I rubbed my eyes to clear them. This couldn’t be right.
No illusion. The sports analysis still said the same thing: the Denver Nuggets were the favorite to win the West. With about one chance in eight of winning it all – better than anyone but the Boston Celtics.
This had to be a joke. Or at least a Jokić.
No slam meant on the Nuggets, by the way, who along with the Avs, have contrived to make half of the Colorado sports year exciting again. But I’ve lived most of my life in Colorado. And in many of those years, the Denver Nuggets were the Little Engine That Almost Could.
Alex English. Dikembe Mutombo. Carmelo Anthony. Time and again, the golden boys of basketball turned up some of the game’s brightest stars from yesterday’s Dan Issel to today’s Nikola Jokić. They made run after run at the playoffs, sometimes with moments for the ages. (I still remember Mutombo’s expression of joy as he lay flat on the court after upsetting the top-seeded SuperSonics.)
But they never brought home a championship. Barely even came close. The Avs brought home Stanley Cups. The Broncos discovered a way to win Super Bowls (and I wish they’d jog their memory). Even the Rockies managed to at least make the World Series once.
The Nuggets? The numbers tell the tale. Since joining the NBA in 1977, they’ve made the Western Conference finals four times – and been shot down every time.

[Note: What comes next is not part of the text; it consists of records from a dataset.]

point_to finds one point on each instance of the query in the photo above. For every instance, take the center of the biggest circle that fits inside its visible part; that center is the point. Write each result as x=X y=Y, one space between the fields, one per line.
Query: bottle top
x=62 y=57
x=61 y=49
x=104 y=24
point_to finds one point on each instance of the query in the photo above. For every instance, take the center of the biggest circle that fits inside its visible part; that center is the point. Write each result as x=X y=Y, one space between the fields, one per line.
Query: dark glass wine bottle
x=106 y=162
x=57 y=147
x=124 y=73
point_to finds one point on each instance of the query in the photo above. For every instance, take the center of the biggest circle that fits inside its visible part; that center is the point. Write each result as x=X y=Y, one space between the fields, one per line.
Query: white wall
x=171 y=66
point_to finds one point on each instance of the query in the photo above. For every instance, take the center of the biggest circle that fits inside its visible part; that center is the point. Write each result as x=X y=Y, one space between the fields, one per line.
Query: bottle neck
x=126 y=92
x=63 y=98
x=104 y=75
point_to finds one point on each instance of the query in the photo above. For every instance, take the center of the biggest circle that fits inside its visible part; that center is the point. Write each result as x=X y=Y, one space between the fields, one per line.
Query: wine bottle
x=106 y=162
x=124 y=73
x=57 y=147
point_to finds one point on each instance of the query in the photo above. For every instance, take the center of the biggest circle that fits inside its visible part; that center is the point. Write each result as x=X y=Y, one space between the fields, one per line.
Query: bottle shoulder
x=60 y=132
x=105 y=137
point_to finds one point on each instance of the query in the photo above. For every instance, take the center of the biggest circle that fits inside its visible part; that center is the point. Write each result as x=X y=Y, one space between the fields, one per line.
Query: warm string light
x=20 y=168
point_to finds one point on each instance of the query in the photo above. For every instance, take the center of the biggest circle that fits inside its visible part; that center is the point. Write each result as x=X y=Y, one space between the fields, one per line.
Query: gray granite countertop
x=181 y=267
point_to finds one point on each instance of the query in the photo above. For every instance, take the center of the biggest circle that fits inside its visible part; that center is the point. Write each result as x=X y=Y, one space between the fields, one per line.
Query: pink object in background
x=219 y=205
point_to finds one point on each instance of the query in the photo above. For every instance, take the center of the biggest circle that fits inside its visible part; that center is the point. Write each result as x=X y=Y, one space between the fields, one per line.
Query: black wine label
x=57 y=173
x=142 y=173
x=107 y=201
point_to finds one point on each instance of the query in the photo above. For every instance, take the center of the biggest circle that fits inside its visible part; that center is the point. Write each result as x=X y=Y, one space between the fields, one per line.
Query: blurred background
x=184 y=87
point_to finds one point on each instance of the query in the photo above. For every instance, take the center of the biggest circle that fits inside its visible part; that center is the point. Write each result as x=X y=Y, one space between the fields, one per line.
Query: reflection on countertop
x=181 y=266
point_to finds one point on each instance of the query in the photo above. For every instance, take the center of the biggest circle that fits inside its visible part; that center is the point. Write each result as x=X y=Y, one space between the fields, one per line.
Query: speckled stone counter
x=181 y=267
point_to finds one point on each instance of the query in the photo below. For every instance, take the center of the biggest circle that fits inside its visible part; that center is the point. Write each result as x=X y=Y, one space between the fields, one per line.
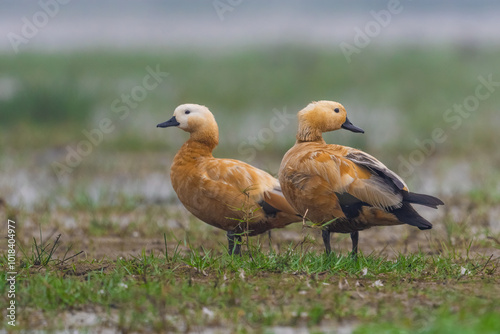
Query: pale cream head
x=322 y=116
x=197 y=120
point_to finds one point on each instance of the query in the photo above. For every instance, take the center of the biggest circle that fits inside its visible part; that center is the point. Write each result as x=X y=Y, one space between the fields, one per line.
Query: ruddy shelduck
x=342 y=188
x=225 y=193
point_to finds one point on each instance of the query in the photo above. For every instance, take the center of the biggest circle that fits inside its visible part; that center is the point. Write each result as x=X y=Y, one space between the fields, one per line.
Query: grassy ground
x=143 y=276
x=130 y=258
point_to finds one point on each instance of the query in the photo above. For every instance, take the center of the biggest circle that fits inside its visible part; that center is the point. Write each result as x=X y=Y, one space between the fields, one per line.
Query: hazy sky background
x=172 y=24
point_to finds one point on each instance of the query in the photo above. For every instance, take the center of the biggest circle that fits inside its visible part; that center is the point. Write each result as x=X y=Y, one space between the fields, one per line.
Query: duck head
x=197 y=120
x=323 y=116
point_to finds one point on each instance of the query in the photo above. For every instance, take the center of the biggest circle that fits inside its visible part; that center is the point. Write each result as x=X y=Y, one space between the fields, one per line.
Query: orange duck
x=225 y=193
x=344 y=188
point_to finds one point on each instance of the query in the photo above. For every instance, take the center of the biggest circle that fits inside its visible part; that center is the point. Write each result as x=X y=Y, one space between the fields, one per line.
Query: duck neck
x=204 y=140
x=307 y=133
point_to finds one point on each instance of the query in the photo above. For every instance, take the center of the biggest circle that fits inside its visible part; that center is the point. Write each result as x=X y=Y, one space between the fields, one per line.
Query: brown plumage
x=343 y=185
x=225 y=193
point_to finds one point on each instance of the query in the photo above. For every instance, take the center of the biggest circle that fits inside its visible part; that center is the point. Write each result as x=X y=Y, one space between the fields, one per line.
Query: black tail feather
x=422 y=199
x=408 y=215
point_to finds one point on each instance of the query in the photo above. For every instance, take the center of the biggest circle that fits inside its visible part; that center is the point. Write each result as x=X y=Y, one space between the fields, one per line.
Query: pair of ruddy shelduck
x=340 y=188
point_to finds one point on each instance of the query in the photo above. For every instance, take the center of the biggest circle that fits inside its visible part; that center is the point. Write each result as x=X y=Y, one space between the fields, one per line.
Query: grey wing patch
x=376 y=167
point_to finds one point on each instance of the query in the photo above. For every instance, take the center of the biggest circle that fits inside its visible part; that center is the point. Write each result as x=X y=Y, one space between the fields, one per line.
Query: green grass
x=262 y=289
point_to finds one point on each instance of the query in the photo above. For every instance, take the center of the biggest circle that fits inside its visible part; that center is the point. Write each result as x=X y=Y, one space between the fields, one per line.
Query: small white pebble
x=210 y=314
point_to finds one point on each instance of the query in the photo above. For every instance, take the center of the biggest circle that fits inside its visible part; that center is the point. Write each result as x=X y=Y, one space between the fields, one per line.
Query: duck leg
x=234 y=247
x=354 y=239
x=326 y=240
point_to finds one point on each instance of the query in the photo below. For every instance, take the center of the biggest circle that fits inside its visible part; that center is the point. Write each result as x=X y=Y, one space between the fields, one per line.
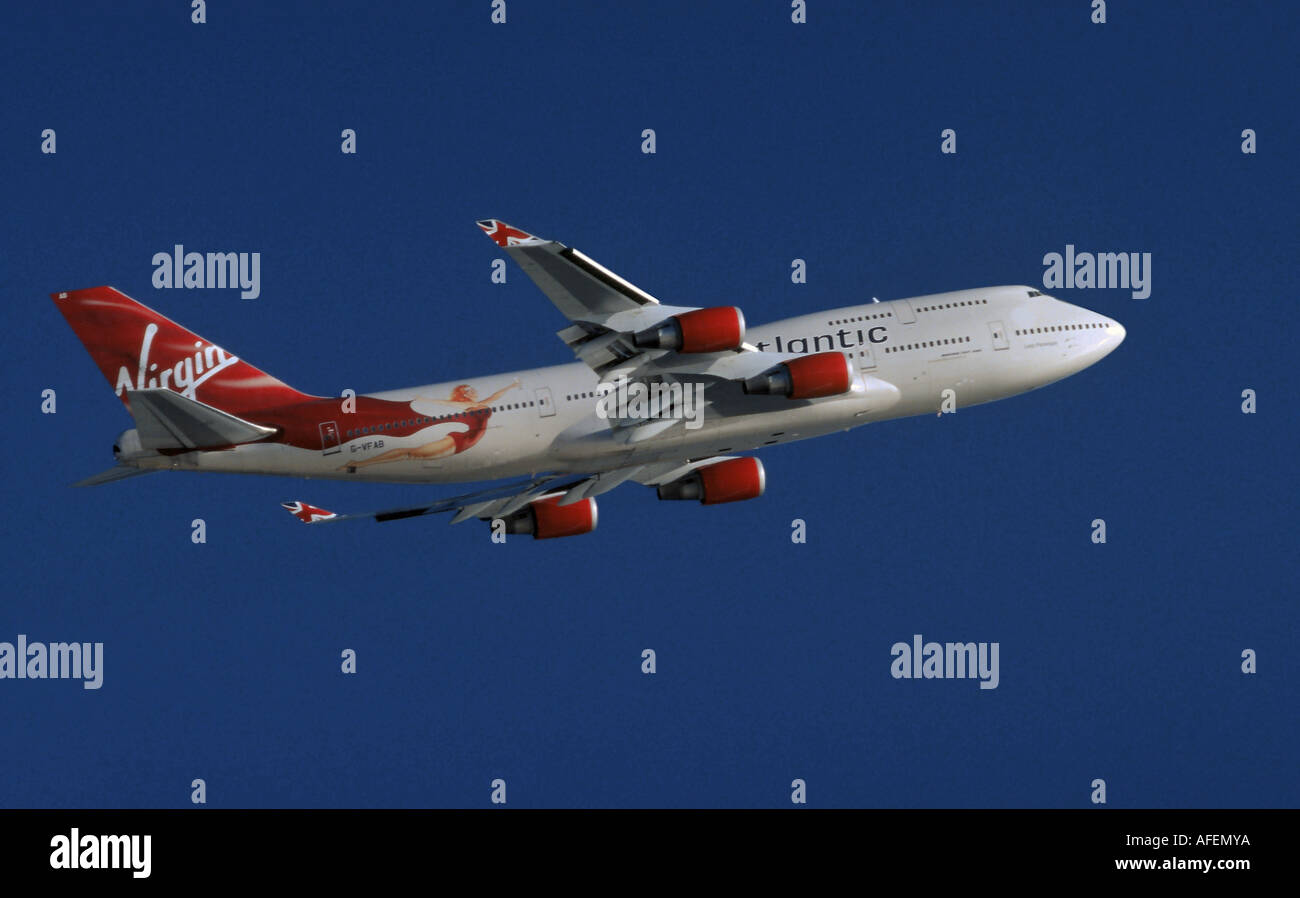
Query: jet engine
x=733 y=480
x=715 y=329
x=806 y=377
x=546 y=519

Three of them by the Lakers.
NBA Finals appearances: zero.
But as Nuggets fans know, even numbers only go so far to describe heartbreak. So many times, it’s seemed like this had to be the year, whether from on-the-court awesomeness or blind Cinderella magic. But the moments that are mere bumps in the road during an 82-game regular season can bump you out fast in a short playoff series. And bumped we were – again and again and again.
It hurts. Maybe because it’s so familiar. And I don’t just mean on the basketball court.
A lot of us have been there. Maybe all of us. Year after year of doing the right thing, maybe even doing it well … but somewhere, at least once, falling short when it counted. Not because of laziness or ignorance or anything else wrong, but because the moment just wasn’t there.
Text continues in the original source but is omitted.